Saturday, April 10, 2010

The Tories - still the nasty party

Those posters still haunt me. ‘Wanted for Murder’, they proclaimed in heavy type above a stony-faced Margaret Thatcher. It was 1981; I was 10 years old. Young men were starving themselves to death 70 miles away from my sleepy hometown in north Dublin. There were black flags everywhere; I was fascinated by how they would proliferate but also a little frightened.


I trace my loathing of the Conservative Party back to that spring and summer 29 years ago. Although I never supported the IRA, Thatcher’s withdrawal of political status from its prisoners and her indifference to the ensuing hunger strikes in Long Kesh convinced me at an early age that the Tories were a heartless bunch.

Strictly speaking, the May 6 general election in the UK is none of my business, considering that I hail from the Irish Republic. Yet as Britain has interfered so brazenly in the affairs of innumerable other lands, I feel an innate entitlement to express a preference for who should and should not take up residence in Downing Street. For the next month, I’ll be hoping that the baton of power won’t be handed over from a repugnant Labour government to the even more repugnant Conservatives.

My distrust of the Tories has grown considerably by monitoring the activities of the party’s MEPs. David Cameron’s ill-advised decision to enter a formal alliance with anti-Semites and homophobes in the European Parliament has rightly generated much outrage in the blogosphere. Far less attention has been paid, unfortunately, to the regressive positions taken by his Euro representatives on a range of issues.

Whenever an effort is made to temper the increasingly raw capitalist orientation of EU policies by giving employees some basic rights, the Tories act as a proxy for the continent’s most unreasonable bosses.

Frequently, they employ spurious arguments to justify the unjustifiable. Marina Yannakoudakis, a London MEP, is currently leading a campaign against a plan to extend the EU-wide minimum maternity leave from 14 to 20 weeks. Giving mothers a longer period of paid leave would “reduce a woman’s right to choose”, she has said.

Her frankly absurd arguments echo those made by the Tories in 2008 when they fought unsuccessfully to ensure that Britain wouldn’t have to sign up to an EU law stating that nobody should have to slave away for more than 48 hours per week.

On that occasion, the Tories claimed that Britain’s exemption from the working time directive was beneficial for employees as it made them free to choose their own hours. (Interestingly, Gordon Brown also sought to maintain the UK’s opt-out but most Labour MEPs voted in favour of its removal).

There may not be many politicians in Europe more cravenly obsequious towards the US than Brown and Tony Blair but veteran Tory MEP Timothy Kirkhope is one. Whereas a majority in the European Parliament recently opposed a secretive transatlantic deal enabling the American authorities to snoop on our bank transactions, Kirkhope has happily swallowed assurances from Washington that our privacy and civil liberties will be respected.

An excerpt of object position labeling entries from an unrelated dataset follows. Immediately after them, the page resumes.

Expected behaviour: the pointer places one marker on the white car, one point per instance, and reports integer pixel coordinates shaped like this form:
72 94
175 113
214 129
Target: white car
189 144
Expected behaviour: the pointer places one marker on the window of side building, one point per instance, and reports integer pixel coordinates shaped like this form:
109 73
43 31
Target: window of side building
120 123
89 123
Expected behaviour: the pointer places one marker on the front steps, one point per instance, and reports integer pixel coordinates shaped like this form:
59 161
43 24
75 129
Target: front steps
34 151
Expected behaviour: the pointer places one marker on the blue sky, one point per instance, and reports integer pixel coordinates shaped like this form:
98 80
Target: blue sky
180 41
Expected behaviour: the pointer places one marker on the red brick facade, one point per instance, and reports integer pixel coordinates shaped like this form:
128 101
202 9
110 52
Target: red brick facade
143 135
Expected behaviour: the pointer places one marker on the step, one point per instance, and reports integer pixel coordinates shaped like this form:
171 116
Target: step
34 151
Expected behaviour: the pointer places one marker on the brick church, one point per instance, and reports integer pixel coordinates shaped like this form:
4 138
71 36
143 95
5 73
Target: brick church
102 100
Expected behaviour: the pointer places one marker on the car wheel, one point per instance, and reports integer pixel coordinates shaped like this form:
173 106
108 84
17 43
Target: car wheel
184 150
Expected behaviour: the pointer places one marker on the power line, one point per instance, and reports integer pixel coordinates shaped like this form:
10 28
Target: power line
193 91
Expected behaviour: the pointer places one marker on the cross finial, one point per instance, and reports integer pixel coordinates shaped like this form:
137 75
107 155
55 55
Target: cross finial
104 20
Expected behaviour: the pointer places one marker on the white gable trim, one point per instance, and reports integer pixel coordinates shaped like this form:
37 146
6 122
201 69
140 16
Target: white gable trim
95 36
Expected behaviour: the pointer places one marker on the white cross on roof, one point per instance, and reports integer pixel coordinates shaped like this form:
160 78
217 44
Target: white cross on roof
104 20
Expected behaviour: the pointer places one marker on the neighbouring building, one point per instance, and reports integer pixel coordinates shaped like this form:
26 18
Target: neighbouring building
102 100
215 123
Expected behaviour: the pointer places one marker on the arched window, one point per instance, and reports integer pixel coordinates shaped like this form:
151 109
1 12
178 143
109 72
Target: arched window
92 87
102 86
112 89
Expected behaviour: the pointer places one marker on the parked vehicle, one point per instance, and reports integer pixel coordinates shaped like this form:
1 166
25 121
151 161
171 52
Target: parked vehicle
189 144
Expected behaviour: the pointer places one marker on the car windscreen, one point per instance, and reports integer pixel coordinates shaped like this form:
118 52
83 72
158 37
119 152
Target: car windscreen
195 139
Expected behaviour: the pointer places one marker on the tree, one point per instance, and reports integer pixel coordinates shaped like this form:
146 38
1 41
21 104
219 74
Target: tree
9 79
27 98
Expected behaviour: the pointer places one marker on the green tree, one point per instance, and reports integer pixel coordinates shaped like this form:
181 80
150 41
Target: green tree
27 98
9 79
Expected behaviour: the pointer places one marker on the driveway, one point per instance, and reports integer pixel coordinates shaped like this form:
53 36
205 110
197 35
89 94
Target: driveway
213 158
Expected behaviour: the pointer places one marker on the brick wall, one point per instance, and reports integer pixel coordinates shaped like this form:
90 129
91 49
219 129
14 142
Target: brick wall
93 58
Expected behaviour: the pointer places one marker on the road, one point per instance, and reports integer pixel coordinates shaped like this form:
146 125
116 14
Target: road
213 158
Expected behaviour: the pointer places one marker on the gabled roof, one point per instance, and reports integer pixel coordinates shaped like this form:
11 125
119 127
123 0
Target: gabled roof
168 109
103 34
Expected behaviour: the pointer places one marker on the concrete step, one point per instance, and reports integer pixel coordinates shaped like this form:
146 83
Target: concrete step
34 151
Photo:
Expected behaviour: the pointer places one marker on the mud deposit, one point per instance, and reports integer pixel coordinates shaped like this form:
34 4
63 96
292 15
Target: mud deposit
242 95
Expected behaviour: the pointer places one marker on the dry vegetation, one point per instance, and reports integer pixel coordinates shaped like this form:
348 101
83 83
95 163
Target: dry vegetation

That guarantees from such a malign force in world affairs as the US State Department should never be taken at face value does not appear to have occurred to him.

Given how the political grouping to which Conservative MEPs belong is led by the notorious Jew-hater Michal Kaminski, it might seem ironic that Charles Tannock, the Tories’ foreign policy spokesman in Brussels, is an inveterate supporter of Israel’s oppression of the Palestinians.

In practice, however, the Israeli establishment has been willing to court anyone unscrupulous enough to defend its addiction to war. It is instructive that the first senior diplomat received by the European Conservatives and Reformists after the group’s inception last year was Israel’s EU envoy Ran Curiel.

Meanwhile, Tannock’s compassion for the plight of Gilad Shalit, the Israeli soldier captured by Hamas in Gaza, is at odds with his approval of Israel’s use of white phosphorous and other abominable weapons against Gaza’s civilians.

After 13 years of being cheated on by New Labour, I can’t blame any voter who thinks a change is necessary. If David Cameron becomes prime minister, it will surely be a change for the worse.